To deliver exceptional customer service, hospitals must focus on communicating with patients and giving them personal attention, the Cleveland Clinic's chief experience officer says in a commentary published this week on The Exchange blog.
This means attention from doctors and nurses at all feasible times, time to understand what each medication treats and any possible side effects, and, most important, what to do after discharge," writes James Merlino, M.D., who also is founder and president of the Association for Patient Experience.

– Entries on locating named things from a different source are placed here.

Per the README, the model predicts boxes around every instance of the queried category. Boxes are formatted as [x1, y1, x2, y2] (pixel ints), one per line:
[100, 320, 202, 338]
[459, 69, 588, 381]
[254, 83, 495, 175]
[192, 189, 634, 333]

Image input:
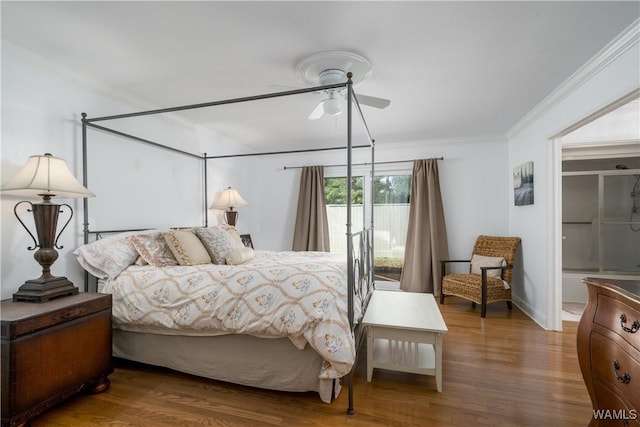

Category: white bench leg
[433, 334, 442, 393]
[367, 326, 374, 382]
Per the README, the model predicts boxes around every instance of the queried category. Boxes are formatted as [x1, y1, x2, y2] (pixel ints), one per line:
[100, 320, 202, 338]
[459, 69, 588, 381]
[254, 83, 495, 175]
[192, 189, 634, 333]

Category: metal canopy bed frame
[81, 73, 375, 415]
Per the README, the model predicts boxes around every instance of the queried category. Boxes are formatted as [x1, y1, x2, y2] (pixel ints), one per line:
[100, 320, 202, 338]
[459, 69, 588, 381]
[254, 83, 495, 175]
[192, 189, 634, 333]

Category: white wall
[508, 22, 640, 329]
[0, 42, 240, 299]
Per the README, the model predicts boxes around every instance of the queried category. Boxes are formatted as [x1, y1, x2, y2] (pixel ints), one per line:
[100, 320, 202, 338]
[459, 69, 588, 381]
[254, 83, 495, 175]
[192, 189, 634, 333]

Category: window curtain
[293, 166, 329, 252]
[400, 159, 449, 296]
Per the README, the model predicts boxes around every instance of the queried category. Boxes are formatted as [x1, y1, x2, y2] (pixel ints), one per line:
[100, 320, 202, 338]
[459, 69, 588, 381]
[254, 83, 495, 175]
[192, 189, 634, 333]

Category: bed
[79, 76, 375, 414]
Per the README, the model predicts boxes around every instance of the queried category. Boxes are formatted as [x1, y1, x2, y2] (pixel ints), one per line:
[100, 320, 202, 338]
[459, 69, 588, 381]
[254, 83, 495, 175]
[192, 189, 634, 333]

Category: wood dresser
[0, 293, 113, 427]
[577, 278, 640, 426]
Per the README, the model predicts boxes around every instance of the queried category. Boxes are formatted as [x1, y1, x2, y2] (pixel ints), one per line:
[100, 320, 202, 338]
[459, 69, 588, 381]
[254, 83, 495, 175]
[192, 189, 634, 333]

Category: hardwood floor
[32, 297, 591, 427]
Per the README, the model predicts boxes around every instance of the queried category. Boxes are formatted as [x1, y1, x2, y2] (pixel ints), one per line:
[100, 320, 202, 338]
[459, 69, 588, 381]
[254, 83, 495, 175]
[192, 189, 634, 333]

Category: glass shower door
[562, 175, 600, 271]
[600, 175, 640, 273]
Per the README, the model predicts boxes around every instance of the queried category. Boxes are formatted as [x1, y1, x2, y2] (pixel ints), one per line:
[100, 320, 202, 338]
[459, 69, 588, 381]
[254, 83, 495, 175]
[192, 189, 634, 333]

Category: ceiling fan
[296, 51, 391, 120]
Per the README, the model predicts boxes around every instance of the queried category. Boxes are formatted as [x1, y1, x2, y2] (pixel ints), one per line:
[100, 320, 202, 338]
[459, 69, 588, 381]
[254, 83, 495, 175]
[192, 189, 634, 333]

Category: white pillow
[73, 230, 157, 279]
[471, 254, 507, 277]
[227, 248, 256, 265]
[164, 230, 211, 265]
[195, 227, 244, 264]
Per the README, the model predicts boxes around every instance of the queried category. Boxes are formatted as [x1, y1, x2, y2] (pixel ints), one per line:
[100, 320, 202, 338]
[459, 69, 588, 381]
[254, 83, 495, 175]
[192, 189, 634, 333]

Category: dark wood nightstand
[0, 293, 113, 427]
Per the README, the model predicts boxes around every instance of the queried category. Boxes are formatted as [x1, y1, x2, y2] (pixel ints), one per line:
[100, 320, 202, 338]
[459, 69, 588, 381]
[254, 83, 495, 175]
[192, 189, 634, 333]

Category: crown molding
[507, 19, 640, 138]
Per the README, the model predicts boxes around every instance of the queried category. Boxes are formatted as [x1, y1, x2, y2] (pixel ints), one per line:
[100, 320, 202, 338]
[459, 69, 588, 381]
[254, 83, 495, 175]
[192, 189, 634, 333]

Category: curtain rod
[284, 157, 444, 170]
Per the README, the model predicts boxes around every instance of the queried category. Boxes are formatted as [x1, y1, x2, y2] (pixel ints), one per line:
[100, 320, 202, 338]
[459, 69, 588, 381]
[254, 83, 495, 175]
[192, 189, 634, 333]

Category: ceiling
[0, 1, 640, 152]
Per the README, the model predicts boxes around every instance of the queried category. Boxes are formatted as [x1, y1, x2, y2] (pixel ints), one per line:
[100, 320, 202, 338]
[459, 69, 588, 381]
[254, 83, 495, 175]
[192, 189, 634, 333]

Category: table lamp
[211, 187, 249, 227]
[0, 153, 95, 302]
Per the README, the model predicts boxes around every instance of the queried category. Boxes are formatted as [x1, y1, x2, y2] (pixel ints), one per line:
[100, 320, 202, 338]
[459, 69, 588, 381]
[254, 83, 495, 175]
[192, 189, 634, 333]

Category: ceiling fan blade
[269, 84, 302, 91]
[309, 101, 324, 120]
[356, 94, 391, 108]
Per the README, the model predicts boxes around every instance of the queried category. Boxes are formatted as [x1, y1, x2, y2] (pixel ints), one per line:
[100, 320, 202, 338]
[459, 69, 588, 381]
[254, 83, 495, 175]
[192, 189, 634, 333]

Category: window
[324, 176, 364, 253]
[373, 174, 411, 281]
[325, 173, 411, 280]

Patients too often are made to feel they don't deserve a superior experience because healthcare is a necessity rather than a luxury, Merlino writes.
"In fact, the focus on the customer/patient should be the most important thing in healthcare--and it can be a real differentiator for hospitals," he writes. "But for many hospitals, patient experience is about making and keeping patients happy, which misses the point completely because patient experience is also about a hospital's philosophy about the delivery of care."

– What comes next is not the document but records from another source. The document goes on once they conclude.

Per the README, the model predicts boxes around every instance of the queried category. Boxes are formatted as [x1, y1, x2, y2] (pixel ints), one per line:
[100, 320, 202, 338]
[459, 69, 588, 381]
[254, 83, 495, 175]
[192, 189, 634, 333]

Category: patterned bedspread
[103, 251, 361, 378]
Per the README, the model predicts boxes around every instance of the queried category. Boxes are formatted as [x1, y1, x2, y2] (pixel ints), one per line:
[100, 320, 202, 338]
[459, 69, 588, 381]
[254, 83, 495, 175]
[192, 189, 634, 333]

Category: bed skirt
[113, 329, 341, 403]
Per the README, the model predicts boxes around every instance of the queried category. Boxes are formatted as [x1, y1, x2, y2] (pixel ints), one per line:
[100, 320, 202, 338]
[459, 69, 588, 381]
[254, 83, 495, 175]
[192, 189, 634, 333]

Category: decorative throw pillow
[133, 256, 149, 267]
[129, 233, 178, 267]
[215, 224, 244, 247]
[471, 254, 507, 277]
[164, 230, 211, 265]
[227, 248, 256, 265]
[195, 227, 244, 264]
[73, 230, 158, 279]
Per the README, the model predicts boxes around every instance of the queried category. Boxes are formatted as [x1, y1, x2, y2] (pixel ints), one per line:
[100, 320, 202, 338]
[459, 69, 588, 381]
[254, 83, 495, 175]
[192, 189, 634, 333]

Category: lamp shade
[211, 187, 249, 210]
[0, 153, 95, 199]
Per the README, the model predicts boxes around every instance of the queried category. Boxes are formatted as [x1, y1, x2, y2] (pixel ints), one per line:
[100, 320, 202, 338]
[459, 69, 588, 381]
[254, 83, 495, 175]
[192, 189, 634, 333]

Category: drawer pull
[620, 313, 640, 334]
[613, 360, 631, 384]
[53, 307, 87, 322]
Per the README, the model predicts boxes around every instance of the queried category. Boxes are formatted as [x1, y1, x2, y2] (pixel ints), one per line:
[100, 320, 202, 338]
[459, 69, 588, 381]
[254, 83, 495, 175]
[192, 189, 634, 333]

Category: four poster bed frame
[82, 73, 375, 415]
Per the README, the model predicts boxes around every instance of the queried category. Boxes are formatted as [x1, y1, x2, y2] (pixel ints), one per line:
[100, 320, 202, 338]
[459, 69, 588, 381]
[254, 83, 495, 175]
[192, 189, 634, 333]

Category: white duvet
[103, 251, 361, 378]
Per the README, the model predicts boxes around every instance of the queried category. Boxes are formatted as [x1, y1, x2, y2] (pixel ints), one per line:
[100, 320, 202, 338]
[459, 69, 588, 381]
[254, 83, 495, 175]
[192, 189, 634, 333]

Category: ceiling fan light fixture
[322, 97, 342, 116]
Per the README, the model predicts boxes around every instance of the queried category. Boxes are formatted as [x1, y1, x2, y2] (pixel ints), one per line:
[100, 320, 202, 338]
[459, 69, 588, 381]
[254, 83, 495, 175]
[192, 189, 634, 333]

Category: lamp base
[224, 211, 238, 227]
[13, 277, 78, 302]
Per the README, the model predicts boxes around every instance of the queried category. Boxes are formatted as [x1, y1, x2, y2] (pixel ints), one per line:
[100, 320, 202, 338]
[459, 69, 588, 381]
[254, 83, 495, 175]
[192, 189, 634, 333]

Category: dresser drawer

Merlino's role as chief experience officer is an example of some of the initiatives underway at U.S. hospitals to improve customer satisfaction. Other initiatives include creating a "sacred moment" checklist to guide the gathering of key information while also learning patients' hopes and worries, and shadowing patients and their families to learn what could be improved.
"We're focused on the human experience of care, and when you focus on that and map the gaps in human experience while matching the gaps in efficiency, you'll find key points in the patients' journey where there are breakdowns in communications where you're at risk for adverse events in quality and safety," M. Bridget Duffy, M.D., Cleveland Clinic's former chief experience officer (now chief medical officer at Vocera Communications in San Francisco), told Amednews.